BANKS swarmed the central bank’s term deposit offerings yesterday, with the overwhelming demand driving yields down from the previous week.

Bids for term deposits offered by the Bangko Sentral ng Pilipinas (BSP) reached P166.956 billion on Wednesday, well above the P140 billion the central bank wanted to sell. It also picked up from the P148.378 billion tenders received during the Oct. 4 auction, as both the week-long and month-long tenors going oversubscribed this week.

Offers for the seven-day term deposits reached P64.076 billion, surging from the P53.545-billion demand posted a week ago and accounting for 1.6 times the P40 billion which the BSP placed on the auction block.

As a result, the average rate dropped to 3.3554% from the 3.3664% yield the previous week, as banks asked for returns ranging from 3.23-3.38%.

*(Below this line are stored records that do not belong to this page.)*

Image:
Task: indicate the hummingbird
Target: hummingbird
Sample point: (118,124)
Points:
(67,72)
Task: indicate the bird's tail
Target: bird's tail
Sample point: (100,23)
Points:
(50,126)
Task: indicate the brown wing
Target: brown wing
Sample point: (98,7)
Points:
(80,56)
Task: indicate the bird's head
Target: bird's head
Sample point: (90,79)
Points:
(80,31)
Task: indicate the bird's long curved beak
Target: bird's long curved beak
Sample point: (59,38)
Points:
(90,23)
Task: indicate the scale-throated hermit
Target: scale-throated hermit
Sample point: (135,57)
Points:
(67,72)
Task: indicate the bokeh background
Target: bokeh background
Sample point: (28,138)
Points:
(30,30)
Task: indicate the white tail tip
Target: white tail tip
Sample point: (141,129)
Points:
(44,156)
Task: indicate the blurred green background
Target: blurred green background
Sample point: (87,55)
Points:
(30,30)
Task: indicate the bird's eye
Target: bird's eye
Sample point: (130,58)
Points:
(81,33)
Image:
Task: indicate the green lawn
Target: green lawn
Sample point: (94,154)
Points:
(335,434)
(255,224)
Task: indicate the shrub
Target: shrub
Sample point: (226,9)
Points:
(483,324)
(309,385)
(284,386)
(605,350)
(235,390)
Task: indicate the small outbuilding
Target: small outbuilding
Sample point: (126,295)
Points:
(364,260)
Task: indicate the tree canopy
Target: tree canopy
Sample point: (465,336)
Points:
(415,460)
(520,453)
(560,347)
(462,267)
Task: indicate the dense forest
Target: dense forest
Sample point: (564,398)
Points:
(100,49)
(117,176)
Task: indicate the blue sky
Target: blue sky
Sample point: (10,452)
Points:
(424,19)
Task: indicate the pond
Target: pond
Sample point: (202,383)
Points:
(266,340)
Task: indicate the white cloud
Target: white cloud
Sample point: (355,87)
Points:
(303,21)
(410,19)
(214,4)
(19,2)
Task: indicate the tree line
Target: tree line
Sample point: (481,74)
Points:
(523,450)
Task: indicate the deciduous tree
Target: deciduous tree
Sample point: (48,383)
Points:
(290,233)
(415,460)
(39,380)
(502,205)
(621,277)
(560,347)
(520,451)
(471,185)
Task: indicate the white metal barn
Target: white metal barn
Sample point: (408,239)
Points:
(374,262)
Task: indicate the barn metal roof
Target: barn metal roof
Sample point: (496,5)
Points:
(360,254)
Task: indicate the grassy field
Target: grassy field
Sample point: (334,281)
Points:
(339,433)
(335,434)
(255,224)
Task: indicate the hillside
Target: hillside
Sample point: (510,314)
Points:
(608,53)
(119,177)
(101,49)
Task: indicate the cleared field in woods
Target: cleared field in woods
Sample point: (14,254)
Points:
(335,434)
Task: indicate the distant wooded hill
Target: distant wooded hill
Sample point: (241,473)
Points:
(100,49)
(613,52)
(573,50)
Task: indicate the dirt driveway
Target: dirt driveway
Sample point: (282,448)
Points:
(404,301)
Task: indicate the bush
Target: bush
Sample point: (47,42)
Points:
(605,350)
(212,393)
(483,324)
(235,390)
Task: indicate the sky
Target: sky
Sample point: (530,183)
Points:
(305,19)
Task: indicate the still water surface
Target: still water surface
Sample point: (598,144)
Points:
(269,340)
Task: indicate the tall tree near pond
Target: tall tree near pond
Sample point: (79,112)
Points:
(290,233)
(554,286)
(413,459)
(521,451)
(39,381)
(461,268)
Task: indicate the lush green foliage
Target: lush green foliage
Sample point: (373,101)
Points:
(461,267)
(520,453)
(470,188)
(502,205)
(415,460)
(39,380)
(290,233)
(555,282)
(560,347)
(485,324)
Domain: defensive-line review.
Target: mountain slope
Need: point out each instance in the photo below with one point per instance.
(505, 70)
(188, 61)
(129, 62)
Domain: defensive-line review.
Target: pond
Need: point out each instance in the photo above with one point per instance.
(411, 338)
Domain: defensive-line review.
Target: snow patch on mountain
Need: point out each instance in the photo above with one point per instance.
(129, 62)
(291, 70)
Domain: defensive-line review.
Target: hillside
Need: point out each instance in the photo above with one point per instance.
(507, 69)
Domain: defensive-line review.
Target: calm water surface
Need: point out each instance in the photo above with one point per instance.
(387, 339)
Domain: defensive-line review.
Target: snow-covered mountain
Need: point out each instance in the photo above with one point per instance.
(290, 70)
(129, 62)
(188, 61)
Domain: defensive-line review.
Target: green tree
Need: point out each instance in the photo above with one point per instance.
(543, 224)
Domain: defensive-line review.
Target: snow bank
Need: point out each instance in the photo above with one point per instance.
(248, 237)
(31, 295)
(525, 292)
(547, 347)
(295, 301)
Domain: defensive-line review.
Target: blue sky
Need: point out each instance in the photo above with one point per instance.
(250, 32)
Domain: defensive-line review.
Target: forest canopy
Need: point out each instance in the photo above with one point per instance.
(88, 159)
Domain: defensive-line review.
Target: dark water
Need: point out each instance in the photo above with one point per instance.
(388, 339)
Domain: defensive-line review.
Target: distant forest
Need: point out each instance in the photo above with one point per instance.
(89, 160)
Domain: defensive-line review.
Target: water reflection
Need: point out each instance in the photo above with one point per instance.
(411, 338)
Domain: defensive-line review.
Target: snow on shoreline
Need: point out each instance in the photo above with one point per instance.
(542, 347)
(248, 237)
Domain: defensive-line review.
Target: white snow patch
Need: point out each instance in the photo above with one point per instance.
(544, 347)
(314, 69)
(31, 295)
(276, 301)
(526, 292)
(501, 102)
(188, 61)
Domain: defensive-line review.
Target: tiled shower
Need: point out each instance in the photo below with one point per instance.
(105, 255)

Banks also returned to tapping the 28-day tenor this week, posting the first oversubscription in weeks as they vied to place as much as P102.88 billion, slightly above the P100 billion dangled by the central bank.

Market players even went as far as asking for the lowest rate allowed by the BSP, with interest rates ranging from 2.5-3.5%. This brought the average rate to 3.4925%, inching lower from last week’s 3.4939%.

The TDF is currently the central bank’s main instrument in mopping up excess money supply in the financial system, as the platform allows banks to park funds which they cannot deploy for loans for a small return.

Central bank officials previously said that there appears to be “renewed interest” in the weekly term deposit offerings, given robust growth in domestic liquidity and bank lending.

Bank credit grew by a fifth in August from a year ago, which came alongside a 15.4% increase in domestic money supply, according to latest BSP data.

BSP Deputy Governor Diwa C. Guinigundo said last week that banks may have also chosen to place their funds under the facility in order to “diversify” asset deployment, with a preference for short-termed instruments like the TDF amid market uncertainty on global interest rate developments.

Bank placements on term deposits have been on a decline as they sustain lending activities, investments, and foreign exchange purchases, Mr. Guinigundo has said.